Humble sport compact cars that were popular tuning platforms in the early 2000s are now having a renaissance as collector’s items. The aftermarket for cars like this has always been pretty robust, but Spoon’s Timeless Collection signifies a new phase of evolution for this scene.
Spoon has been tuning Hondas since the ’80s and was a better-known parts brand when modding Japanese machines really went mainstream in American car culture. Yes, The Fast And The Furious came out right around the same time, circa 2001. In fact, Spoon even got name-dropped in that movie. Hector ran “three Honda Civics with Spoon engines,” remember?
Regardless of your stance on the O.G. F&F flick as an accurate representation of tuner culture, recognize that Spoon is indeed a top-tier purveyor of parts and upgrades for these cars.
This month, Spoon announced it was going to start making factory-style bumpers and fenders for the EG-body Civic of the early ’90s. The reason for this, as reported by Super Street, is that such parts have largely been discontinued by Honda.
But, so what? There are plenty of aftermarket body panel companies stamping out stock-looking fenders for these cars.
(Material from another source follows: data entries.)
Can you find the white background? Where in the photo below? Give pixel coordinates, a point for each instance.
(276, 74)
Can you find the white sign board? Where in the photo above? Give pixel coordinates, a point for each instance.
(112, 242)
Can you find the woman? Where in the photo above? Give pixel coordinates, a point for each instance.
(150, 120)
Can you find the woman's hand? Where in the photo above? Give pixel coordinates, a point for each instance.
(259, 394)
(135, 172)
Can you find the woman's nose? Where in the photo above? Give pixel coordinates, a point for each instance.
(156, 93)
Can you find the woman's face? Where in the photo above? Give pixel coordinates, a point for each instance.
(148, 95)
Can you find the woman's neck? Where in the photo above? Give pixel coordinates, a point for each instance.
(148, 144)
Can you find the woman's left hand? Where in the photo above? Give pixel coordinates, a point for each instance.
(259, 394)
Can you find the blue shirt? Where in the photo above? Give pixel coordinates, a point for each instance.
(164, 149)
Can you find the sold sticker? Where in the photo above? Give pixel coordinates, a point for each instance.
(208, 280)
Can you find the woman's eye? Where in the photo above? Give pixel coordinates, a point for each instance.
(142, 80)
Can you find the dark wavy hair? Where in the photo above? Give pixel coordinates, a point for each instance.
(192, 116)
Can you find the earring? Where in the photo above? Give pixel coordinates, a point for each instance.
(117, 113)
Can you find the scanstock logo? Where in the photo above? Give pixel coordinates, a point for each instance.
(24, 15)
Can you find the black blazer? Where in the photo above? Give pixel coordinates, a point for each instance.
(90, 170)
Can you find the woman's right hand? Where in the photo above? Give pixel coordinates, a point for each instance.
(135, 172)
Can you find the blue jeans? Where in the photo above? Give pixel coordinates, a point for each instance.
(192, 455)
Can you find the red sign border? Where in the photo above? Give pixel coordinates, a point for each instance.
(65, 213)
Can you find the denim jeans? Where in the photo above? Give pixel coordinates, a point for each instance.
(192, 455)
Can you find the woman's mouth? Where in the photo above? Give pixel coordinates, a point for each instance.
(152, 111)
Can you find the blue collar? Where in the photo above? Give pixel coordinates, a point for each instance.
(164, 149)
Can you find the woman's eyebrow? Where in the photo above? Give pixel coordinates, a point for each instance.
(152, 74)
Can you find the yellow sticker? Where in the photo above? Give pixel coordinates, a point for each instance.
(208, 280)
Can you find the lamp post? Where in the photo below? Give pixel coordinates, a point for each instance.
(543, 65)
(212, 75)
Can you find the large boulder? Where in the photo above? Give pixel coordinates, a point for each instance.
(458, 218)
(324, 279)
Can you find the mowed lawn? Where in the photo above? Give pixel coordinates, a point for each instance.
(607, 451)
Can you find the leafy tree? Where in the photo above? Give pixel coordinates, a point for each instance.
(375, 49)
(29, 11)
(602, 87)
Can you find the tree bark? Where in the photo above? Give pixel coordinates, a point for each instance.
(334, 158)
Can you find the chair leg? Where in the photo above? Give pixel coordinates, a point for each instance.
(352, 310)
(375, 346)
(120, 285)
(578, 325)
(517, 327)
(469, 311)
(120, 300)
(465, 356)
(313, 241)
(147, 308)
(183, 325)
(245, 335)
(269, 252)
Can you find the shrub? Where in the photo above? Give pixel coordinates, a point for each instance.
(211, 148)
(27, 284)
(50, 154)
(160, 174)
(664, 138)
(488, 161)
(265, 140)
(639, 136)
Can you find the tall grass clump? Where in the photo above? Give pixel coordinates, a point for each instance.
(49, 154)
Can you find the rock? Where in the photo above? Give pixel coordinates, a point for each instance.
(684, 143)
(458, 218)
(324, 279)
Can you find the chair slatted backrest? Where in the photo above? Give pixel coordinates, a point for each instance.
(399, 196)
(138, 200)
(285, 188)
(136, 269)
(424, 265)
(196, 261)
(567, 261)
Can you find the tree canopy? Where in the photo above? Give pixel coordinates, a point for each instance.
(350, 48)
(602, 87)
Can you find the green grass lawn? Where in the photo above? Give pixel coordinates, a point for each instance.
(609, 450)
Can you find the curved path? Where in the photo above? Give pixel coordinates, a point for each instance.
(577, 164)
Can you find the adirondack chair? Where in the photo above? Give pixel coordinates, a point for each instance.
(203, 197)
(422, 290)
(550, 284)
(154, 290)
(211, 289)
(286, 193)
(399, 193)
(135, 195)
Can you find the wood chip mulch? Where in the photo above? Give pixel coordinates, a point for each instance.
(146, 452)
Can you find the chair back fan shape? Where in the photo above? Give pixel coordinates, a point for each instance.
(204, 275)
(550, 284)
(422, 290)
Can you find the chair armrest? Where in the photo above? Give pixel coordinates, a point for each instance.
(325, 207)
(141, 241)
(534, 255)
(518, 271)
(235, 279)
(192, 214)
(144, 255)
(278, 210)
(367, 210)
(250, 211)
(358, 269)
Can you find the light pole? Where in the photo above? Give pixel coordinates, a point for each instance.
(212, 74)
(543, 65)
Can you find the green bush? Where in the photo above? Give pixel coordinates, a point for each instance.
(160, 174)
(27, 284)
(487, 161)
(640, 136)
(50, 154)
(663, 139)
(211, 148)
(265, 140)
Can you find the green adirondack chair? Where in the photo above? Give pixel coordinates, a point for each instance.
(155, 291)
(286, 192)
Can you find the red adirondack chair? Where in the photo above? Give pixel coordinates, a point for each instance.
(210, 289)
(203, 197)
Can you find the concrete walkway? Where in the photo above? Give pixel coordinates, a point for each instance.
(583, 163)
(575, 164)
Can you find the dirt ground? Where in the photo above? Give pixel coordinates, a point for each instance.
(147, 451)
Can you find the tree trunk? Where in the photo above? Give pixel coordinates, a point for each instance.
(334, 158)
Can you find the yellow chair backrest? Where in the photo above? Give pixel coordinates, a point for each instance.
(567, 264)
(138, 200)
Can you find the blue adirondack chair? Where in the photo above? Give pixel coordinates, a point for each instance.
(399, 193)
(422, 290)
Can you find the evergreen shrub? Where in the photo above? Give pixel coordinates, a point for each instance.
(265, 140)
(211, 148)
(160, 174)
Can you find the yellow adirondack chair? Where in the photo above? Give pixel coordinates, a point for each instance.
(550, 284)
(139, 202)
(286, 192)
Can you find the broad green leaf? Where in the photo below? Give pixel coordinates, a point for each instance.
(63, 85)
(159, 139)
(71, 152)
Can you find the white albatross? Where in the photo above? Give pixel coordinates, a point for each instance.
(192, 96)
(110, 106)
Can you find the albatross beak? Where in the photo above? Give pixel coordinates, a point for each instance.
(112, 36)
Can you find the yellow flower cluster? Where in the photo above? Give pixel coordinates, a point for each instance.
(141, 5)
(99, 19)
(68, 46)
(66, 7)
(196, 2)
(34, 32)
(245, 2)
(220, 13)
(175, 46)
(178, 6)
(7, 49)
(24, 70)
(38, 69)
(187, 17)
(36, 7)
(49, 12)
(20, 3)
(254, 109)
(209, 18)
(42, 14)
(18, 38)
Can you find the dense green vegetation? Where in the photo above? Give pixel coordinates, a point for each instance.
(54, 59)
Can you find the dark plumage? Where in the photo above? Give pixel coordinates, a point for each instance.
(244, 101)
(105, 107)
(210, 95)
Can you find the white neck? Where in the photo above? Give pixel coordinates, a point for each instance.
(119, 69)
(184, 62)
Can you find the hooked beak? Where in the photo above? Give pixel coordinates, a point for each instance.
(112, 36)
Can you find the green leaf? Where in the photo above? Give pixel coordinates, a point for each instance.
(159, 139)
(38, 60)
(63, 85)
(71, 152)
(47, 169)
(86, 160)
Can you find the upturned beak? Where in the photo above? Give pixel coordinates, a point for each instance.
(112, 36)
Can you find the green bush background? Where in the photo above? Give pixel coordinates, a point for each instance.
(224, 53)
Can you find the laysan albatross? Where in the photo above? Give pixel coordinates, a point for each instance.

And even if there weren’t, you could pull some in passable condition out of plenty of southwestern junkyards still.
Spoon’s Timeless Collection body parts are expensive, too. Crazy expensive. A few seconds of Googling turned up a whole bunch of standard EG Civic fenders priced between $40 and $100 apiece. Spoon Civic fenders are $1,345 a pair and its bumper is $1,580.
Now you have the news, and context to appreciate it, but I haven’t quite explained why it’s “cool” or “interesting” as promised by the headline.
It’s interesting as clear evidence that sport compact cars are being taken seriously as worthy of big-budget restorations. If Spoon thinks there’s a market for a $1,600 stock-looking 1992 Civic bumper, there probably is, and that means people are willing to make big investments to optimize the hell out of these cars.
It’s cool because sport compact cars rule and the early 2000s tuner scene is 100 percent my jam. I’m kind of bummed on one hand because it means I’m probably going to get priced out of buying my favorite modest cars. But frankly, I’d rather people recognize the coolness of old Civics than let them rot in junkyards en masse.
I guess we’ll find out how many customers there really are for stuff like this if similar treatments start popping up for other popular models. My old shop teacher used to joke that you could “basically build a brand-new ’69 Camaro out of the Jeg’s catalog.” Maybe that will happen for Japanese cars too.